Bond Bears Dust Off Debt Insurance on Wave of Corporate Pain
Comment of the Day

May 30 2019

Commentary by Eoin Treacy

Bond Bears Dust Off Debt Insurance on Wave of Corporate Pain

This article by Katie Linsell for Bloomberg may be of interest to subscribers. Here is a section:

“There are many people now focusing on single-name distressed situations rather than doing plain-vanilla index trades,” said Jochen Felsenheimer, the Munich-based managing director of XAIA Investment GmbH. “There are lots of idiosyncratic situations rather than systematic triggers.”

Distressed situations are increasing as companies struggle to manage the debt piles they built up during years of largesse. The cost of insuring such companies is surging, with swaps on some of Europe’s riskiest names costing thousands of basis points compared to about 300 basis points for the region’s high-yield benchmark.

Investors are paying up for protection amid speculation they’ll cash out when companies collapse.

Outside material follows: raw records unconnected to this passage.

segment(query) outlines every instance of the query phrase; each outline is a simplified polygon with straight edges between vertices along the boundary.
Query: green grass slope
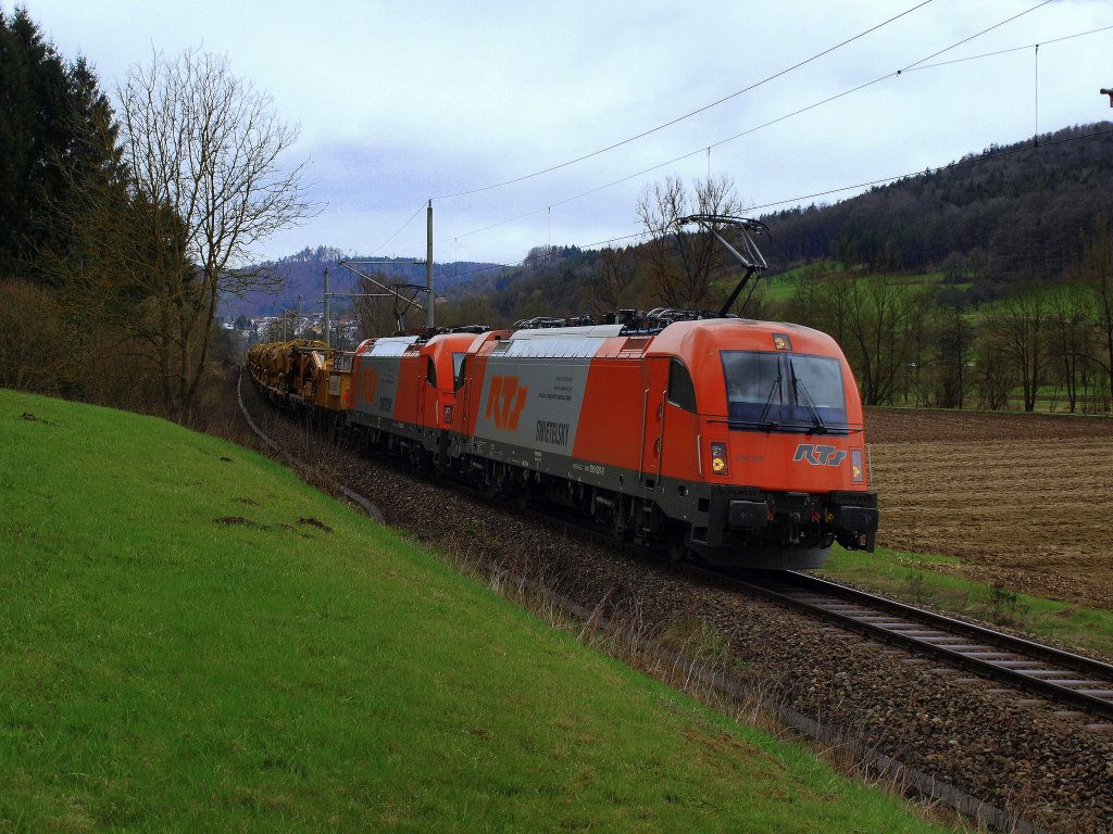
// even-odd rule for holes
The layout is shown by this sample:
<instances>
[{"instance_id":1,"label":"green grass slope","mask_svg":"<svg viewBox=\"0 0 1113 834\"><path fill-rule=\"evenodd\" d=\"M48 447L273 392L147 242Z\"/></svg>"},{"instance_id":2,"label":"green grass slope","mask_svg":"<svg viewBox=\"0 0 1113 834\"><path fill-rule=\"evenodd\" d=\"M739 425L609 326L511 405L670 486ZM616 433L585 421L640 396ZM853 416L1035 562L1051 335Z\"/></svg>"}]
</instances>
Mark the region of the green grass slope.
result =
<instances>
[{"instance_id":1,"label":"green grass slope","mask_svg":"<svg viewBox=\"0 0 1113 834\"><path fill-rule=\"evenodd\" d=\"M240 447L0 391L0 831L935 828Z\"/></svg>"}]
</instances>

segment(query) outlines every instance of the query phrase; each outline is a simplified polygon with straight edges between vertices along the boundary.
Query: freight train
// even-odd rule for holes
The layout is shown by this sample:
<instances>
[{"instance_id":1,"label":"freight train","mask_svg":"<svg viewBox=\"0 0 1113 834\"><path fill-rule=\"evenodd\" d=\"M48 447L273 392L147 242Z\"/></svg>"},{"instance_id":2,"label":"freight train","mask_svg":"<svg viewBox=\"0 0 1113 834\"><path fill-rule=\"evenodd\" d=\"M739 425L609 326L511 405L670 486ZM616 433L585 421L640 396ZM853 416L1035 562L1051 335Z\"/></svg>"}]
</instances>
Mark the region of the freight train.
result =
<instances>
[{"instance_id":1,"label":"freight train","mask_svg":"<svg viewBox=\"0 0 1113 834\"><path fill-rule=\"evenodd\" d=\"M817 567L874 549L861 401L798 325L690 310L252 348L272 399L408 465L674 558ZM559 326L560 325L560 326Z\"/></svg>"}]
</instances>

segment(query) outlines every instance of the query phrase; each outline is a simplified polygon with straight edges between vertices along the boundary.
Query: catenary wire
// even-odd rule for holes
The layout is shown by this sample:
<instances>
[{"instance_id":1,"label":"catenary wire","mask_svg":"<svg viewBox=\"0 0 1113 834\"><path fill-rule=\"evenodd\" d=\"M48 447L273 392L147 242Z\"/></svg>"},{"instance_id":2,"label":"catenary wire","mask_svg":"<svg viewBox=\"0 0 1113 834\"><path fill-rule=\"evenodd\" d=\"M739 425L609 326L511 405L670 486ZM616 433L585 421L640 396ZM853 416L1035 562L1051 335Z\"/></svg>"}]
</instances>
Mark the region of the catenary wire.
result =
<instances>
[{"instance_id":1,"label":"catenary wire","mask_svg":"<svg viewBox=\"0 0 1113 834\"><path fill-rule=\"evenodd\" d=\"M899 14L896 14L895 17L889 18L888 20L886 20L886 21L884 21L881 23L877 23L876 26L870 27L869 29L866 29L865 31L859 32L858 34L855 34L853 38L848 38L847 40L845 40L845 41L843 41L840 43L836 43L833 47L828 47L823 52L817 52L816 54L811 56L810 58L806 58L805 60L799 61L798 63L795 63L791 67L787 67L786 69L782 69L779 72L776 72L776 73L774 73L771 76L768 76L768 77L761 79L760 81L755 81L752 85L750 85L748 87L745 87L741 90L736 90L735 92L730 93L729 96L725 96L723 98L721 98L721 99L719 99L717 101L712 101L709 105L705 105L703 107L700 107L700 108L698 108L696 110L687 112L683 116L678 116L677 118L674 118L674 119L672 119L670 121L667 121L663 125L658 125L657 127L650 128L649 130L643 130L642 132L638 133L637 136L631 136L628 139L623 139L623 140L621 140L619 142L614 142L613 145L609 145L605 148L600 148L599 150L591 151L590 153L584 153L583 156L577 157L575 159L570 159L568 161L560 162L560 163L554 165L554 166L550 166L549 168L544 168L544 169L539 170L539 171L533 171L532 173L525 173L525 175L522 175L521 177L514 177L513 179L504 180L502 182L495 182L495 183L492 183L490 186L482 186L480 188L472 188L472 189L469 189L469 190L465 190L465 191L457 191L455 193L441 195L441 196L434 197L432 199L433 200L450 200L450 199L453 199L455 197L465 197L467 195L480 193L481 191L491 191L491 190L493 190L495 188L502 188L504 186L510 186L510 185L513 185L515 182L522 182L523 180L532 179L534 177L540 177L543 173L550 173L552 171L560 170L561 168L568 168L569 166L575 165L577 162L582 162L582 161L584 161L587 159L591 159L592 157L598 157L601 153L607 153L608 151L614 150L615 148L621 148L624 145L629 145L630 142L637 141L638 139L643 139L644 137L650 136L652 133L656 133L656 132L658 132L660 130L663 130L664 128L672 127L673 125L677 125L677 123L683 121L684 119L690 119L691 117L697 116L697 115L699 115L701 112L705 112L706 110L710 110L713 107L718 107L719 105L721 105L721 103L723 103L726 101L730 101L731 99L737 98L738 96L741 96L742 93L750 92L751 90L755 90L758 87L761 87L762 85L768 83L769 81L772 81L772 80L775 80L777 78L780 78L781 76L785 76L785 75L787 75L789 72L792 72L794 70L797 70L800 67L804 67L805 64L810 63L811 61L818 60L819 58L823 58L824 56L829 54L830 52L834 52L837 49L841 49L843 47L847 46L848 43L853 43L854 41L858 40L859 38L864 38L865 36L867 36L867 34L869 34L871 32L875 32L878 29L881 29L883 27L888 26L889 23L894 22L895 20L899 20L900 18L905 17L906 14L910 14L912 12L916 11L917 9L920 9L920 8L925 7L925 6L927 6L930 2L932 2L932 0L923 0L923 2L917 3L916 6L912 7L910 9L906 9L905 11L900 12ZM1051 0L1044 0L1044 2L1045 3L1046 2L1051 2ZM973 36L973 37L977 37L977 36ZM936 54L939 54L939 53L936 53Z\"/></svg>"},{"instance_id":2,"label":"catenary wire","mask_svg":"<svg viewBox=\"0 0 1113 834\"><path fill-rule=\"evenodd\" d=\"M1002 159L1004 157L1012 157L1012 156L1015 156L1017 153L1028 153L1031 151L1043 150L1044 148L1050 148L1050 147L1053 147L1055 145L1064 145L1065 142L1076 142L1076 141L1080 141L1082 139L1091 139L1091 138L1093 138L1095 136L1105 136L1107 133L1113 133L1113 127L1111 127L1111 128L1102 128L1101 130L1094 130L1094 131L1091 131L1089 133L1082 133L1080 136L1068 136L1068 137L1064 137L1062 139L1055 139L1055 140L1052 140L1052 141L1041 142L1038 148L1035 147L1035 146L1028 146L1028 147L1013 148L1012 150L996 150L996 151L993 151L992 153L987 153L987 155L983 155L983 156L977 156L977 157L968 157L966 159L959 159L959 160L957 160L955 162L949 162L948 165L945 165L945 166L939 166L938 168L929 169L928 172L930 172L930 173L939 173L940 171L946 171L946 170L951 170L951 169L954 169L954 168L964 168L966 166L976 165L978 162L985 162L985 161L989 161L989 160ZM840 186L838 188L829 188L829 189L827 189L825 191L815 191L814 193L800 195L798 197L789 197L789 198L786 198L784 200L774 200L771 202L764 202L764 203L760 203L760 205L757 205L757 206L750 206L749 209L748 209L748 211L755 211L755 210L759 210L759 209L768 209L768 208L772 208L775 206L784 206L786 203L804 202L805 200L814 200L817 197L829 197L830 195L841 193L843 191L854 191L854 190L859 189L859 188L869 188L871 186L879 186L879 185L883 185L883 183L886 183L886 182L895 182L897 180L906 179L908 177L917 177L917 176L919 176L924 171L912 171L912 172L908 172L908 173L898 173L898 175L893 176L893 177L880 177L878 179L868 180L866 182L856 182L853 186ZM644 237L647 234L648 232L646 232L646 231L637 231L637 232L633 232L632 235L622 235L620 237L608 238L607 240L597 240L597 241L591 242L591 244L584 244L580 248L581 249L591 249L592 247L604 246L607 244L614 244L614 242L619 242L621 240L632 240L633 238Z\"/></svg>"},{"instance_id":3,"label":"catenary wire","mask_svg":"<svg viewBox=\"0 0 1113 834\"><path fill-rule=\"evenodd\" d=\"M679 157L673 157L672 159L670 159L668 161L660 162L658 165L651 166L650 168L642 169L642 170L640 170L640 171L638 171L636 173L631 173L631 175L628 175L626 177L622 177L621 179L617 179L617 180L613 180L613 181L608 182L605 185L592 188L592 189L590 189L588 191L583 191L583 192L574 195L572 197L564 198L563 200L556 200L554 202L549 203L549 206L546 208L551 209L551 208L555 208L558 206L563 206L563 205L567 205L569 202L573 202L575 200L582 199L584 197L589 197L589 196L591 196L593 193L598 193L599 191L603 191L603 190L605 190L608 188L612 188L613 186L621 185L621 183L627 182L627 181L629 181L631 179L636 179L637 177L641 177L641 176L644 176L647 173L651 173L652 171L659 170L661 168L666 168L666 167L668 167L670 165L674 165L674 163L680 162L680 161L682 161L684 159L689 159L690 157L693 157L697 153L703 153L705 151L709 151L711 148L718 148L718 147L720 147L722 145L727 145L728 142L732 142L736 139L741 139L745 136L749 136L749 135L755 133L755 132L757 132L759 130L764 130L765 128L771 127L774 125L777 125L778 122L785 121L785 120L790 119L790 118L796 117L796 116L799 116L800 113L807 112L808 110L814 110L817 107L821 107L821 106L830 103L831 101L835 101L837 99L844 98L846 96L850 96L850 95L853 95L855 92L859 92L860 90L864 90L867 87L871 87L874 85L880 83L881 81L888 80L890 78L896 78L896 77L898 77L898 76L900 76L900 75L903 75L904 72L907 72L907 71L916 71L916 70L922 70L922 69L929 69L932 67L943 67L943 66L946 66L948 63L957 63L959 61L974 60L975 58L991 58L991 57L998 56L998 54L1005 54L1007 52L1014 52L1014 51L1018 51L1018 50L1023 50L1023 49L1032 49L1032 47L1037 46L1037 44L1032 43L1032 44L1027 44L1027 46L1024 46L1024 47L1015 47L1015 48L1012 48L1012 49L998 50L996 52L987 52L987 53L982 54L982 56L972 56L971 58L959 58L956 61L942 61L942 62L938 62L938 63L926 64L926 66L923 66L923 67L919 66L920 63L923 63L923 61L929 60L934 56L939 56L939 54L943 54L944 52L948 52L952 49L954 49L955 47L961 46L963 43L966 43L966 42L973 40L974 38L979 37L981 34L985 34L986 32L989 32L989 31L992 31L994 29L997 29L998 27L1004 26L1007 22L1016 20L1016 18L1018 18L1018 17L1021 17L1023 14L1027 14L1030 12L1033 12L1036 9L1040 9L1041 7L1046 6L1047 2L1050 2L1050 0L1044 0L1044 2L1040 3L1038 6L1034 6L1034 7L1030 8L1030 9L1027 9L1026 11L1021 12L1020 14L1015 14L1012 18L1008 18L1008 20L1001 21L999 23L995 23L992 27L983 29L981 32L977 32L976 34L972 34L972 36L969 36L967 38L964 38L963 40L961 40L957 43L954 43L954 44L947 47L946 49L940 49L939 51L934 52L933 56L928 56L927 58L920 59L919 61L916 61L915 63L909 64L909 68L912 68L912 69L905 68L905 69L902 69L902 70L895 70L895 71L892 71L892 72L887 72L884 76L879 76L878 78L873 79L871 81L866 81L865 83L858 85L857 87L853 87L853 88L850 88L848 90L844 90L843 92L838 92L838 93L836 93L834 96L829 96L829 97L827 97L825 99L821 99L820 101L816 101L816 102L814 102L811 105L808 105L806 107L801 107L801 108L799 108L797 110L794 110L794 111L791 111L789 113L785 113L785 115L779 116L779 117L777 117L775 119L770 119L769 121L762 122L761 125L757 125L756 127L752 127L752 128L748 128L747 130L743 130L743 131L741 131L739 133L735 133L733 136L727 137L726 139L720 139L717 142L712 142L710 145L703 146L703 147L701 147L701 148L699 148L697 150L689 151L688 153L683 153L683 155L681 155ZM1044 43L1044 44L1057 43L1060 41L1071 40L1073 38L1081 38L1083 36L1087 36L1087 34L1095 34L1097 32L1103 32L1103 31L1106 31L1109 29L1113 29L1113 27L1103 27L1103 28L1100 28L1100 29L1092 29L1092 30L1085 31L1085 32L1077 32L1075 34L1068 34L1068 36L1064 36L1062 38L1054 38L1052 40L1042 41L1042 43ZM885 180L880 180L880 181L885 181ZM850 188L854 188L854 187L851 186ZM540 212L542 212L544 210L545 210L544 208L533 209L531 211L526 211L526 212L523 212L521 215L518 215L518 216L515 216L513 218L508 218L505 220L499 220L498 222L490 224L490 225L484 226L484 227L479 228L479 229L472 229L470 231L465 231L465 232L462 232L460 235L455 235L454 237L455 238L462 238L462 237L470 237L472 235L479 235L479 234L484 232L484 231L490 231L491 229L498 228L500 226L505 226L508 224L516 222L518 220L525 219L526 217L531 217L533 215L538 215L538 214L540 214Z\"/></svg>"}]
</instances>

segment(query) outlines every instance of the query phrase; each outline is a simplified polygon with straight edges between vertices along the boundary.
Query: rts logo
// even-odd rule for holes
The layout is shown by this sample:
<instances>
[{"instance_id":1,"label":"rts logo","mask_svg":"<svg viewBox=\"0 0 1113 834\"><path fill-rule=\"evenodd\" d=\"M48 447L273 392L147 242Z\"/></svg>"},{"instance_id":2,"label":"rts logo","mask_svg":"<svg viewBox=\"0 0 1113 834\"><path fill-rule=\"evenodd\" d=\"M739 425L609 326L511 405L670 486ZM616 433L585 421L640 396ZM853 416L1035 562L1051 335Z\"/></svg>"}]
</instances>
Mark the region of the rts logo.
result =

Moody’s Investors Service forecasts the speculative-grade default rate in Europe will nearly double to about 2% next year from 0.9% in April.

“Defaults are still quite low, but swaps are definitely more relevant today than they were a few years ago,” said Justin Jewell, senior portfolio manager at BlueBay Asset Management in London. “For funds that have the flexibility, these tools are becoming effective again.”

Eoin Treacy's view

The manner in which intangibles have been squeezed out of the valuation of major companies like Kraft Heinz, General Electric and Tesla represent significant changes in the way the prospects for companies is being assessed by the debt markets. That change is a factor of tightening liquidity conditions particularly last year but the strength of the Dollar remains an inhibiting factor to global liquidity this year.

High yield tends to trade like equity and issuers are very interest rate sensitive. This report from Moody’s highlights the fallen angel risk in the lowest rung of investment grade debt. Here is a section:

Fallen Angel risk is rising in global fixed income markets, and unanticipated Fallen Angel downgrades have material adverse consequences for fixed income portfolios. We validate the use of the Moody’s Analytics Deterioration Probability (DP) metric for early detection of Fallen Angel downgrades, and find the tool to be useful for this purpose. Simply strategy backtests based on DP sorts reveal that low DP investment grade bond portfolios in the US and Europe have tended to outperform high DP bond portfolios through the business cycle, with outperformance concentrated in periods of market stress.

Private equity has upwards of $3 trillion in dry powder assets salted away for a looming fallen angel scenario where companies will do whatever is necessary to save their investment grade ranking, including disposing of prize assets; like General Electric did. That also suggests there are going to be very attractive distressed opportunities in the credit markets as they opportunities are explored by short sellers.